Meta AI Chief Yann LeCun Notes Limits of Large Language Models and Path Towards Artificial General Intelligence

We noted last week Meta’s successful efforts to hire away the best of the best AI scientists from other companies, by offering them insane (like $300 million) pay packages. Here we summarize and excerpt an excellent article in Newsweek by Gabriel Snyder who interviewed Meta’s chief AI scientist, Yann LeCun. LeCun discusses some inherent limitations of today’s Large Language Models (LLMs) like ChatGPT. Their limitations stem from the fact that they are based mainly on language; it turns out that human language itself is a very constrained dataset.  Language is readily manipulated by LLMs, but language alone captures only a small subset of important human thinking:

Returning to the topic of the limitations of LLMs, LeCun explains, “An LLM produces one token after another. It goes through a fixed amount of computation to produce a token, and that’s clearly System 1—it’s reactive, right?
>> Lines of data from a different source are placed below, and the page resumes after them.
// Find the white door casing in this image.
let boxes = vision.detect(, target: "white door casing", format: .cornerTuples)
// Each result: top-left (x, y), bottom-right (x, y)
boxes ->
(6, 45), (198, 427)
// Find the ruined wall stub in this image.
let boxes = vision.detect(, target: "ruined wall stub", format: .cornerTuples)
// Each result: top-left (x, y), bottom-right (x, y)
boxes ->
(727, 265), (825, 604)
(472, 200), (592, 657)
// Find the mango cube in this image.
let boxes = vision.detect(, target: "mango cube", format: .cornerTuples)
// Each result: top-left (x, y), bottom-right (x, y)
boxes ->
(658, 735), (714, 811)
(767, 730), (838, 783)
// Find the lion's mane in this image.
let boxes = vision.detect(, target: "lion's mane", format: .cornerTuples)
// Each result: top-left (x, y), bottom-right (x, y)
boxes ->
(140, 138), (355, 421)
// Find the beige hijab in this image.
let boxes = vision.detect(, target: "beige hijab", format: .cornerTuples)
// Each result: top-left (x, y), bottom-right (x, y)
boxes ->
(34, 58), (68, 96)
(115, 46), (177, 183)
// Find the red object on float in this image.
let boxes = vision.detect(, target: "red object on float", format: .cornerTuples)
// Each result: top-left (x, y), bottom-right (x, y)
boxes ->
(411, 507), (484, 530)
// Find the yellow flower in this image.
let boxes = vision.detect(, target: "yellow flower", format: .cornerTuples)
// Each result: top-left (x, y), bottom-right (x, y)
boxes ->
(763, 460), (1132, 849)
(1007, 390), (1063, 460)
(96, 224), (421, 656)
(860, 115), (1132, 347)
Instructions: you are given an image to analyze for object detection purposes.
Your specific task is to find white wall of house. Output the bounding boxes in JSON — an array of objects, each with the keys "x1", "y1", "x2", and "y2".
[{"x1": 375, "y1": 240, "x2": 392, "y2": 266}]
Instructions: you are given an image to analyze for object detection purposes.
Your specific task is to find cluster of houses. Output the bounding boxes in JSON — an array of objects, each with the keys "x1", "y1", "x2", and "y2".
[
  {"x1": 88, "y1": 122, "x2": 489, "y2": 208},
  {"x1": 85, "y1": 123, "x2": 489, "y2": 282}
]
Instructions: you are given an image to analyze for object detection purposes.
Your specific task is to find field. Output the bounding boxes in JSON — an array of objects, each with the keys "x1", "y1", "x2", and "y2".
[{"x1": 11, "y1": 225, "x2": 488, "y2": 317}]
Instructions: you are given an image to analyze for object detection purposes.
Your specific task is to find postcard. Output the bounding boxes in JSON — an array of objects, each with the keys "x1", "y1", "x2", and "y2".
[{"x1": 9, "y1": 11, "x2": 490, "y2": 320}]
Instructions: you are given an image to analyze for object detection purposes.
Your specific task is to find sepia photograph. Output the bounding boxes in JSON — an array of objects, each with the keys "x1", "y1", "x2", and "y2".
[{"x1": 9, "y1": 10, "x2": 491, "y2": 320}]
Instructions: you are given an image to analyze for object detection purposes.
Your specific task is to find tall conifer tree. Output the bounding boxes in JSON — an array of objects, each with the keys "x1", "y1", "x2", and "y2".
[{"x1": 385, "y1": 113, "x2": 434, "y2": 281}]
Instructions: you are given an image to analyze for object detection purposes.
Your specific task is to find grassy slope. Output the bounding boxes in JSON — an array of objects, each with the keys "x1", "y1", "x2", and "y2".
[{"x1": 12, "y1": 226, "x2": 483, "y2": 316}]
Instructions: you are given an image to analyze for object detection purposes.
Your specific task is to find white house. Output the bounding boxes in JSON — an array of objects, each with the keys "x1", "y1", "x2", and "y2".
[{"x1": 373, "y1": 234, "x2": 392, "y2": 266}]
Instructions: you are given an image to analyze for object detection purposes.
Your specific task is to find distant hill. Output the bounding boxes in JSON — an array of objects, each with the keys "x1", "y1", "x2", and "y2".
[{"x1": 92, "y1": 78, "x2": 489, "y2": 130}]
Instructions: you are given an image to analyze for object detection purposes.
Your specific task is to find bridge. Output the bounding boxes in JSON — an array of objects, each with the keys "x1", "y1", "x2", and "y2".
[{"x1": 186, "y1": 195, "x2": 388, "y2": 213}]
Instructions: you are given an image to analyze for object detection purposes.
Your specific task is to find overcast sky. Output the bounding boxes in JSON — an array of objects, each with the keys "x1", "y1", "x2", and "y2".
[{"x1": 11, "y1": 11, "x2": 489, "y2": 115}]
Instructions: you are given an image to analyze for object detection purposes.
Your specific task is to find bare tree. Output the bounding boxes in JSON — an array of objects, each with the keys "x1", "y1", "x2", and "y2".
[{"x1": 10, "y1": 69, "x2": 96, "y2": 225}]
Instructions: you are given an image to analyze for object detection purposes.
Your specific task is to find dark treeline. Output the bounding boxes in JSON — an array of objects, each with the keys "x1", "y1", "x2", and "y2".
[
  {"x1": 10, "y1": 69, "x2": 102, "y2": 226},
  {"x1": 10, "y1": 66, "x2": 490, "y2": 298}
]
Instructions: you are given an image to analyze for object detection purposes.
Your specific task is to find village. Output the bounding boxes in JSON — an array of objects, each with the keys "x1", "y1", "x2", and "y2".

There’s no reasoning,” a reference to Daniel Kahneman’s influential framework that distinguishes between the human brain’s fast, intuitive method of thinking (System 1) and the method of slower, more deliberative reasoning (System 2).

The limitations of this approach become clear when you consider what is known as Moravec’s paradox—the observation by computer scientist and roboticist Hans Moravec in the late 1980s that it is comparatively easier to teach AI systems higher-order skills like playing chess or passing standardized tests than seemingly basic human capabilities like perception and movement. The reason, Moravec proposed, is that the skills derived from how a human body navigates the world are the product of billions of years of evolution and are so highly developed that they can be automated by humans, while neocortical-based reasoning skills came much later and require much more conscious cognitive effort to master. However, the reverse is true of machines. Simply put, we design machines to assist us in areas where we lack ability, such as physical strength or calculation.

The strange paradox of LLMs is that they have mastered the higher-order skills of language without learning any of the foundational human abilities. “We have these language systems that can pass the bar exam, can solve equations, compute integrals, but where is our domestic robot?” LeCun asks. “Where is a robot that’s as good as a cat in the physical world? We don’t think the tasks that a cat can accomplish are smart, but in fact, they are.”

This gap exists because language, for all its complexity, operates in a relatively constrained domain compared to the messy, continuous real world. “Language, it turns out, is relatively simple because it has strong statistical properties,” LeCun says. It is a low-dimensionality, discrete space that is “basically a serialized version of our thoughts.”  

[Bolded emphases added]

Broad human thinking involves hierarchical models of reality, which get constantly refined by experience:

And, most strikingly, LeCun points out that humans are capable of processing vastly more data than even our most data-hungry advanced AI systems. “A big LLM of today is trained on roughly 10 to the 14th power bytes of training data. It would take any of us 400,000 years to read our way through it.” That sounds like a lot, but then he points out that humans are able to take in vastly larger amounts of visual data.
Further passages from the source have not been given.